4. Unicode symbols and special layout support
Proof General inherits support for displaying Unicode (and any other) fonts from the underlying Emacs program. If you are lucky, your system will be able to use or synthesise a font that provides a rich set of mathematical symbols. To store symbols directly in files you need to use a particular coding, for example UTF-8. Newer Emacs versions can handle a multitude of different coding systems and will try to automatically detect an appropriate one; consult the Emacs documentation for more details. Of course, the prover that you are using will need to understand the same encodings and symbol meanings.
Alternatively, you can use the Unicode Tokens mode provided in Proof General to display mathematical symbols in place of sequences of other characters (usually plain ASCII). This can provide better compatibility, portability, and flexibility. Even if you use real Unicode characters as prover input, the Unicode Tokens mode can provide some helpful facilities for input shorthands and giving special layout.
4.1 Maths menu
The Maths Menu minor mode (adapted from a menu by Dave Love) simply
adds a menu Maths
to the main menubar for inserting common
mathematical symbols. You can enable or disable it via the menu
Proof-General -> Quick Options -> Minor Modes -> Unicode Maths Menu |
(proof-maths-menu-toggle
). Whether or not the symbols display
well the menus depends on the font used to display the menus (which
depends on the Emacs version, toolkit and platform). Ordinarily, the
symbols inserted into the text will be Unicode characters which will be
saved in the file using the encoding selected by standard Emacs
mechanisms.
4.2 Unicode Tokens mode
The Unicode Tokens minor mode has been written specially for Proof General (with thanks to Stefan Monnier for providing inspiration and a starting point). It supports the display of symbols when the underlying text of the file and buffer actually contains something else, typically, plain ASCII text. It provides backward compatibility with the older X-Symbol mode.
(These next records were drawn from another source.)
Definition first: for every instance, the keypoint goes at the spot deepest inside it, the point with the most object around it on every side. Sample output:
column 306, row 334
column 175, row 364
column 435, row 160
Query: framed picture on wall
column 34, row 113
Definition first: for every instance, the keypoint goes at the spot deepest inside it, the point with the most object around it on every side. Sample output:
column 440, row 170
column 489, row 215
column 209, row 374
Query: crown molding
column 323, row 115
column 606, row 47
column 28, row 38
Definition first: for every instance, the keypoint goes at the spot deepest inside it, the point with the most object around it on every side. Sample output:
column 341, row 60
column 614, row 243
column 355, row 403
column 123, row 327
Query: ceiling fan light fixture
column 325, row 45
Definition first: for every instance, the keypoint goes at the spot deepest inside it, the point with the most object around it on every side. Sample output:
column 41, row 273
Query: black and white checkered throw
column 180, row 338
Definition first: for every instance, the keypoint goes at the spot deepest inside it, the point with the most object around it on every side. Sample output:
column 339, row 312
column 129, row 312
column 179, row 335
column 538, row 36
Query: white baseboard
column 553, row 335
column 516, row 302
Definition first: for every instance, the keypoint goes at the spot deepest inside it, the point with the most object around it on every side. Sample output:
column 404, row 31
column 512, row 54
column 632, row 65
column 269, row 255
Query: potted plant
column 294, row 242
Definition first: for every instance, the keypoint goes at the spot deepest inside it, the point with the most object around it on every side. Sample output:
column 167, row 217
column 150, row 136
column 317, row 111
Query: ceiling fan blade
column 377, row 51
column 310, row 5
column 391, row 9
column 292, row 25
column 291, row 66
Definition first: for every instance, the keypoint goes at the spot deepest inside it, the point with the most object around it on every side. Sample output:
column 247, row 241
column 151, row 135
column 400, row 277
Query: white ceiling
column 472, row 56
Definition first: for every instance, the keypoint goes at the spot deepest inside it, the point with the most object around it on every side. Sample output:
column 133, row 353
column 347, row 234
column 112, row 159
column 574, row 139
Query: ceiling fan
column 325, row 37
Unicode Tokens can be enabled or disabled using the menu:
Proof-General -> Quick Options -> Display -> Unicode Tokens |
The mode to allows ASCII tokens (i.e., sequences of plain ASCII characters) to be displayed as Unicode character compositions, perhaps with additional text properties. The additional text properties allow the use of tokens to cause font changes (bold, italic), text size changes, and sub-script/super-script.
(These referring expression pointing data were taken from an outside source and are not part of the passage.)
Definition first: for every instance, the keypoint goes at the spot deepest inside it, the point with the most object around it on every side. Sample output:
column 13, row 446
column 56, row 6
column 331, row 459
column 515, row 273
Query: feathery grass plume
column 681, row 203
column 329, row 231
For example, the ASCII sequences /\
or \<And>
could be
displayed as a conjunction symbol.
The sequence x __ y
might be written to display y
as subscript. This allows a file to be stored in perfectly portable plain ASCII
encoding, but be displayed and edited with real symbols and
appealing layout. Of course, the proof assistant needs to understand
the underlying tokens in each case.
Technically, the mechanism is based on Emacs Font Lock facility, using
the composition
text property to display ASCII character sequence
tokens as something else. This means that the underlying buffer text is
not altered. This is a major advantage over the older X-Symbol (and
the experimental version of Unicode Tokens in PG 3.7.1), which had the
annoying risk of saving your buffer text in a corrupted format. This
can never happen with the new mode.
When the Unicode Tokens mode is enabled, Maths Menu is automatically modified to insert tokenised versions of the Unicode characters (whenever a reverse mapping can be found). This means that you can still use the Maths Menu to conveniently input symbols. You can easily add custom key bindings for particular symbols you need to enter often (see section Adding your own keybindings for examples).
The Unicode Tokens mode also allows short-cut sequences of ordinary characters to quickly type tokens (similarly to the facility provided by X-Symbol). These, along with the token settings themselves, are configured on a per-prover basis.
4.3 Configuring tokens symbols and shortcuts
To edit the strings used to display tokens, or the collection of
short-cuts, you can edit the
file PA-unicode-tokens.el
, or customize the main
variables it contains, for example PA-token-name-alist
and
PA-shortcut-alist
.
E.g., for Isabelle
M-x customize-variable isar-token-name-alist RET |
provides an interface to the tokens, and
M-x customize-variable isar-shortcut-alist |
an interface to the shortcuts.
Where possible, it is better to use the more fine grained way is available to do this, which edits the separate tables which are combine to form the big list of tokens. This is available via the menus, e.g., in Isabelle, use
Tokens -> Customize -> Extended Symbols |
to customize the symbols used for the “extended” (non standard) symbol list.
4.4 Special layout
The Unicode Tokens mode supports both symbol tokens used to display
character sequences in different ways and control tokens used to
control the layout of the text in various ways, such as superscript,
subscript, large, small, bold, italic, etc. (The size and position
layout is managed using Emacs’s display
text property)
As well as displaying token sequences as special symbols, symbol tokens
themselves can define layout options as well; for example you might
define a token \<hugeOplus>
to display a large circled-plus
glyph. If you try the customization mentioned in the section above you
will see the options available when defining symbols.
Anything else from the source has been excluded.